A Rule 54(b) Dismissal With a Twist

June 3, 2014 § Leave a comment

We’ve talked here numerous times about the unappealability of a judgment that disposes than fewer than all of the issues pending before the court. If you type “54(b)” in that search box over there it will take you to the many posts on the subject.

The COA case of Newson v. Newson, handed down May 13, 2014, presents a scenario that just might apply in one of your cases, so you should take notice.

In May, 2011, the chancellor entered a judgment granting Lori Newson a divorce from her husband, Anthony, on the ground of adultery. On that day, Anthony’s attorney advised the court that his client had filed for bankruptcy, so the judge reserved ruling on alimony and equitable distribution until the status of the bankruptcy was clarified. 

In March, 2012, the chancellor gave the parties the go-ahead to proceed. In August, 2012, the parties submitted a partial agreement, and the court made a partial ruling. The court stated that “the responsibility of the indebtedness of the respective parties, spousal support/alimony, attorney’s fees and/or costs owed by the parties would be reserved for a final hearing. Apparently there was another hearing, because in October, 2012, the court entered an order styled or referred to as a final order, granting Lori periodic alimony, and finding that Anthony was in arrears in the sum of more than $64,000 in alimony, for which he was in contempt. The judge left the record open for Lori’s attorney to present a statement of services rendered so that he could adjudicate attorney’s fees. Anthony filed a motion asking the court to reconsider (R59, I guess, since there is no such thing as a motion for reconsideration), which the court overruled. Anthony appealed.

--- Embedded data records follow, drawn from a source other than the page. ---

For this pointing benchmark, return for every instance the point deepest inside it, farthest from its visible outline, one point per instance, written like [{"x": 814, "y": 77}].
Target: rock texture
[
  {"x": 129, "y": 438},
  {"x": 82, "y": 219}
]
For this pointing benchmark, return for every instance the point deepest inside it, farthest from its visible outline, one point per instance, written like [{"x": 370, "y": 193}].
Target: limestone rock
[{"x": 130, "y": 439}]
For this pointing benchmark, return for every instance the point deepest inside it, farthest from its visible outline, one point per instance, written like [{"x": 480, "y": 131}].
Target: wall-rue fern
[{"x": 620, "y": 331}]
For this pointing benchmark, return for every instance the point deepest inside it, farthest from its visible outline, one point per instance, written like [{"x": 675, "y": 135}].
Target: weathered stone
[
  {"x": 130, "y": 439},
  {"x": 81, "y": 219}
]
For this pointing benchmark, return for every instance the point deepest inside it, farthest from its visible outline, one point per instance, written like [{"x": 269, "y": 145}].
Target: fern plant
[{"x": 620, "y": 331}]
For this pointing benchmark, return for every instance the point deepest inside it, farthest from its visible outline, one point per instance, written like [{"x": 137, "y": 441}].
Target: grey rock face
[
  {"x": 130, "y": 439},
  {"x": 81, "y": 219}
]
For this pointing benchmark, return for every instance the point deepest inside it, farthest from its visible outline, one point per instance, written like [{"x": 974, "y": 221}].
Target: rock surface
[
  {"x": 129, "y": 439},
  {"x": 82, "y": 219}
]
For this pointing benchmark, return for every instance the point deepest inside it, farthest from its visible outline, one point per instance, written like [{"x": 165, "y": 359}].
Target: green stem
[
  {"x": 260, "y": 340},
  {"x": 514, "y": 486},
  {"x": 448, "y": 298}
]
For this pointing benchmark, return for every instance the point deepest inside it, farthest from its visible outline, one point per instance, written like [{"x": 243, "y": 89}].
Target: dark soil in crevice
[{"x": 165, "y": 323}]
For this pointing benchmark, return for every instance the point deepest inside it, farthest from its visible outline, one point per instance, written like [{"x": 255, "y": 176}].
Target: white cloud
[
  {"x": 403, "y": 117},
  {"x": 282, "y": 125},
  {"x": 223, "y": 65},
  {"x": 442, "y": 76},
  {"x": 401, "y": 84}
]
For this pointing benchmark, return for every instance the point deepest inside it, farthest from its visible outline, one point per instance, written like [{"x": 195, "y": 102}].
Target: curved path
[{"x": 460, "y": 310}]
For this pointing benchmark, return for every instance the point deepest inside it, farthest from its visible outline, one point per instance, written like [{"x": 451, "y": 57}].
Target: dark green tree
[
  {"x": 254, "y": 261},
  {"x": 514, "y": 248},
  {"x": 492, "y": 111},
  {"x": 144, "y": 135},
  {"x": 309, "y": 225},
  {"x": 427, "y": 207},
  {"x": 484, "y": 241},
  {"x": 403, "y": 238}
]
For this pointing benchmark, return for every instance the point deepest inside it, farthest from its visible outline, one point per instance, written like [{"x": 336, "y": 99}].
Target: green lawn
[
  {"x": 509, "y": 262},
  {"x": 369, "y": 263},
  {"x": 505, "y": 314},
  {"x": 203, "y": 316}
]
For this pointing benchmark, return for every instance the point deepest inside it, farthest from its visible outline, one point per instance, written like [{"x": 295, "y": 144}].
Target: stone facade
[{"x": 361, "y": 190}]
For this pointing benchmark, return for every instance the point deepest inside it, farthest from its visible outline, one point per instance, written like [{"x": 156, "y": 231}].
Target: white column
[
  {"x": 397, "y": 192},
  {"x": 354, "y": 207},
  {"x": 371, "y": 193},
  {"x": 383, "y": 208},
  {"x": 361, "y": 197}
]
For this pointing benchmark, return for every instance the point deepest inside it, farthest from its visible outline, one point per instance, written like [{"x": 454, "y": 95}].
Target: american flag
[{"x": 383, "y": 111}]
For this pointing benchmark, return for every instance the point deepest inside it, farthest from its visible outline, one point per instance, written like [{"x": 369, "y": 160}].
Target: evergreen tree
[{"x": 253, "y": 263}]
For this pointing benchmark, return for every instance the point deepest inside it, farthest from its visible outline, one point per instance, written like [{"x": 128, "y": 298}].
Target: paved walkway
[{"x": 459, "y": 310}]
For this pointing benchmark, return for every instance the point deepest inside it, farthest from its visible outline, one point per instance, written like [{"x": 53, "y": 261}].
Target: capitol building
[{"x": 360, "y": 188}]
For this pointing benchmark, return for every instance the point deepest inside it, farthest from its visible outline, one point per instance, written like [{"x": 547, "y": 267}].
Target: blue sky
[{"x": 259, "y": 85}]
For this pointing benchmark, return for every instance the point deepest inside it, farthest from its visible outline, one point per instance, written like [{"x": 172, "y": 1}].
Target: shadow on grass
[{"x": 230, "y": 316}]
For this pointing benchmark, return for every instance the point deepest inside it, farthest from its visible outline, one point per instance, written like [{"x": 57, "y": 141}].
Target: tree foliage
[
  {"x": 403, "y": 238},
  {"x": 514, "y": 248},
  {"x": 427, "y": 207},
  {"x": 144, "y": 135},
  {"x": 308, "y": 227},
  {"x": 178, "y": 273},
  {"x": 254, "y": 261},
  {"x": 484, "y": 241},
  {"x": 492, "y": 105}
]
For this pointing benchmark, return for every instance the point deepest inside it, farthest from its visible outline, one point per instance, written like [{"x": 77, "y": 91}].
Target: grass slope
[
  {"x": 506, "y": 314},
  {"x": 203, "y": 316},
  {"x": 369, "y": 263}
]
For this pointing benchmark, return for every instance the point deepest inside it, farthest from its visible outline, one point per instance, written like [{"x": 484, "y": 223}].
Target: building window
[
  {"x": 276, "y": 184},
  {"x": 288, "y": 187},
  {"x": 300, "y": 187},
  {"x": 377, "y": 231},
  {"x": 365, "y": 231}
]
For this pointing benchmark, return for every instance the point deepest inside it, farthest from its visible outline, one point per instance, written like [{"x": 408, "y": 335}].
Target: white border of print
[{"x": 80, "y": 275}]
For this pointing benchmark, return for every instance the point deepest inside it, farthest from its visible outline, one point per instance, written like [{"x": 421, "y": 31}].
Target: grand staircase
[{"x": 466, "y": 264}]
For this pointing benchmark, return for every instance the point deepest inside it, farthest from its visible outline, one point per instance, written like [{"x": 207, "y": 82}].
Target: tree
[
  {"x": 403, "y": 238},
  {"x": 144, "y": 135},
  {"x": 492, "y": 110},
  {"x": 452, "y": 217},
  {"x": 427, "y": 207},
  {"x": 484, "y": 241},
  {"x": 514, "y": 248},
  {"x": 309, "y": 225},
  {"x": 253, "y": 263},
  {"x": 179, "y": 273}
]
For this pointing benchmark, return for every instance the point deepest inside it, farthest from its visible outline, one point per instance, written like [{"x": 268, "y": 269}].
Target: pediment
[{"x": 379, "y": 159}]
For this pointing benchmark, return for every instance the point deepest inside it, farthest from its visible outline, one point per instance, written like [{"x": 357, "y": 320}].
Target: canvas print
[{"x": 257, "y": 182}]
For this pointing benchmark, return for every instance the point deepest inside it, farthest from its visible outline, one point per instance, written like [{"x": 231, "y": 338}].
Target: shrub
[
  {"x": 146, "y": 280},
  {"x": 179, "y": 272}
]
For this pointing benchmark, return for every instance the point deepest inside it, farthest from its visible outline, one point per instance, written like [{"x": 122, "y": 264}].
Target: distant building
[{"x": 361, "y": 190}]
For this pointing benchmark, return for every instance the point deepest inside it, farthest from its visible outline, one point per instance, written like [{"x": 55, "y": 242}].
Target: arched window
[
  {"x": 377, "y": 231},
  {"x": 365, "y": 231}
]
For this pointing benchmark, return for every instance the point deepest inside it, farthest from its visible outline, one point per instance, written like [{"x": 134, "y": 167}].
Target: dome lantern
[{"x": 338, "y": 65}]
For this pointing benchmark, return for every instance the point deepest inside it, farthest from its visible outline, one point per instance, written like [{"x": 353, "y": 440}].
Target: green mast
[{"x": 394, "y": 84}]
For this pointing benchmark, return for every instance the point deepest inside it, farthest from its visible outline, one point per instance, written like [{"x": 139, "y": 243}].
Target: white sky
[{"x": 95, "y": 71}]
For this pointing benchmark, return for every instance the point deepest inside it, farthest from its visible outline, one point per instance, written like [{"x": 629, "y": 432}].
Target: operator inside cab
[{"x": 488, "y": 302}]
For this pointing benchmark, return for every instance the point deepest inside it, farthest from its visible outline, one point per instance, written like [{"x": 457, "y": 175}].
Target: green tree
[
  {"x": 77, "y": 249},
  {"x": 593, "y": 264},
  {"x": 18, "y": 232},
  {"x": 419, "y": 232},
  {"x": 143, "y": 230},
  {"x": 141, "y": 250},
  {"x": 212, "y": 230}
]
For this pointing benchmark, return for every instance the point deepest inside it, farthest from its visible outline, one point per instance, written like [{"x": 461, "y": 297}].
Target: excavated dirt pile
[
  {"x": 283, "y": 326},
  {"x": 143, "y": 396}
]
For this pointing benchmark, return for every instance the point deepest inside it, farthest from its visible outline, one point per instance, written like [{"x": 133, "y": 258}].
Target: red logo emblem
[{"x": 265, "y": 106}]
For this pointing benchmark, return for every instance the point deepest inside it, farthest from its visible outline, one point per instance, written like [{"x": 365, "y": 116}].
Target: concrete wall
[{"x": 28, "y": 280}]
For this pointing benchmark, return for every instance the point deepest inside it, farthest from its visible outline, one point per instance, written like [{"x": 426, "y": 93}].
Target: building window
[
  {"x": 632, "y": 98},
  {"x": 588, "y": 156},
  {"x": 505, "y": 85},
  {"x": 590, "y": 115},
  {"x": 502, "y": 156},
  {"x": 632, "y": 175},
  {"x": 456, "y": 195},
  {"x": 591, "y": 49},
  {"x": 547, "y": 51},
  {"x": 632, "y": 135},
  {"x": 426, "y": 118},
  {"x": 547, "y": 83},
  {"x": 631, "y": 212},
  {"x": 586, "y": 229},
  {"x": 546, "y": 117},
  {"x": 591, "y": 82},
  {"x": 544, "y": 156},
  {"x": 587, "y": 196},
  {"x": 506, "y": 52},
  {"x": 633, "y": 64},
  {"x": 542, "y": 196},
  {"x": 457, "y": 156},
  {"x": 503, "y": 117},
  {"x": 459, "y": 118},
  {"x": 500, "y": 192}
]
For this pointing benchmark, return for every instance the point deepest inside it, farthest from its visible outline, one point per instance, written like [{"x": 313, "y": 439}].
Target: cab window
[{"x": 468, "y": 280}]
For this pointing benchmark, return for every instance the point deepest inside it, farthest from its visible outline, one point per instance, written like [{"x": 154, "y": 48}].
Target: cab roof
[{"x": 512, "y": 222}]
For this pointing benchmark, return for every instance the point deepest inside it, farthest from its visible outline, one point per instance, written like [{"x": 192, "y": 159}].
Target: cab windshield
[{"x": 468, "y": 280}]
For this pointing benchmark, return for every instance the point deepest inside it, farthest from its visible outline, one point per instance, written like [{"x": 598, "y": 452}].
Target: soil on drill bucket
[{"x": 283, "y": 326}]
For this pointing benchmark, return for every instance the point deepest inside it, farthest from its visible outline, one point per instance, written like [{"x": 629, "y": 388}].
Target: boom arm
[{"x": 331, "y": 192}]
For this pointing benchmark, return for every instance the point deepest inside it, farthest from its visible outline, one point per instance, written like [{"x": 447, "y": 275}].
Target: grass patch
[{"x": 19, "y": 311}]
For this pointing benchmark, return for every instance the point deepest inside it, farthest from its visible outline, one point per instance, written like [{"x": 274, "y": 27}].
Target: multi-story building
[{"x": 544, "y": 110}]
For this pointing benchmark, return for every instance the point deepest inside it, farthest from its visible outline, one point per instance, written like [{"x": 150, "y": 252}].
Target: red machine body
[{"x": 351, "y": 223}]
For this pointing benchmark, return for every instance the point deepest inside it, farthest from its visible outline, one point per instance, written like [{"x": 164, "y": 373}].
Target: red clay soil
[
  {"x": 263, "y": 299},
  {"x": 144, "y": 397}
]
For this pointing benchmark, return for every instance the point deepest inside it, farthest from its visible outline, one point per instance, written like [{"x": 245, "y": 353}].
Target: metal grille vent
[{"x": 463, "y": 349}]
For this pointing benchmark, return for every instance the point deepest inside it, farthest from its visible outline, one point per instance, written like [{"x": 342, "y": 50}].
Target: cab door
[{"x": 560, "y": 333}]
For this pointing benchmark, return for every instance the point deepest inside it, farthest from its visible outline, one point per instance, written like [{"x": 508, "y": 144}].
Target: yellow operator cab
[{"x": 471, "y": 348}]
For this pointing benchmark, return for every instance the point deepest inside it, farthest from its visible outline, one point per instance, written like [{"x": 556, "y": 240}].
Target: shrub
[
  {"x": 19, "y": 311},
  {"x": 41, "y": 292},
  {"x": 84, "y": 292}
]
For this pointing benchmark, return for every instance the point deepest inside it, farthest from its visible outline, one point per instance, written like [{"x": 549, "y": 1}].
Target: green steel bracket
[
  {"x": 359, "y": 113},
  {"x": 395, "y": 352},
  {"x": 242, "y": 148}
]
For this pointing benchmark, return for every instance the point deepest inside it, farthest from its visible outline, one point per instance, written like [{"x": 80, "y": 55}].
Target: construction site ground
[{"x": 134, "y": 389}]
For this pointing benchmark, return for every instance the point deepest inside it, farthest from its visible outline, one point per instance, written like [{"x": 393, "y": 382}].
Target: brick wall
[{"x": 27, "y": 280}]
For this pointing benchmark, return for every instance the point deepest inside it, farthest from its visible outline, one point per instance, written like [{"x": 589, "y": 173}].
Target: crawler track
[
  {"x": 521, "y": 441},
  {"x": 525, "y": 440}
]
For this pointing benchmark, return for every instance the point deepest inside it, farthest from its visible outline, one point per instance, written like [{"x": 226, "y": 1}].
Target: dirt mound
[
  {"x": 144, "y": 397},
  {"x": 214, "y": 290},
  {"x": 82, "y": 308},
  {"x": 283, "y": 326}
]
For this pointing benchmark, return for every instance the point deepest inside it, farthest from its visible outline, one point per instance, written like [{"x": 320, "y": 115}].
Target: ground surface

The COA predictably ruled that, since the chancellor had left the record open without finally adjudicating the issue of attorney’s fees, and without certifying the case, the COA was without jurisdiction and dismissed the appeal.

Now, here’s the twist …

Quite often lawyers ask the court to combine into the final hearing the contempt issues that accrue during the pendency of a divorce. It’s not unusual for the court in such a situation to adjudicate finally all of the divorce issues — grounds, custody, child support, equitable distribution, alimony, attorney’s fees on the divorce — and then to treat the contempt issues. In addressing the contempt issues, the court many times will order that the contemnor do certain things to purge himself of contempt, and for the matter to be reviewed at a later date. Sometimes there is a second or even a third review hearing. In such a case, you are stuck with an unappealable divorce judgment until the trial judge finally adjudicates everything.

Unless …

  • You file a R59 motion (within ten days of the original judgment) asking the court to add the “express determination that there is no just reason for delay,” per R 54(b), and directing entry of a final judgment on the issues of divorce, custody, equitable distribution, alimony, attorney’s fees on the divorce, leaving the contempt issues to take their own, separate course. Or …
  • You could make a motion at the conclusion of your case that the issues be severed, and that the court make the R54(b) certification to be included in the final judgment.

Of course, you could ask the court not to combine the contempt issues in with the final divorce hearing in the first place, but most clients want the hourly billing and the courtroom time to end, so it’s usually more efficient from a time and law-weariness standpoint to get it all over with in one hearing.    

This is one of those situations where you need to pay attention to where you are and how you got there. Once you realize you are faced with a judgment that may not be appealable for quite some time, you need to take steps to extricate your client from that bind.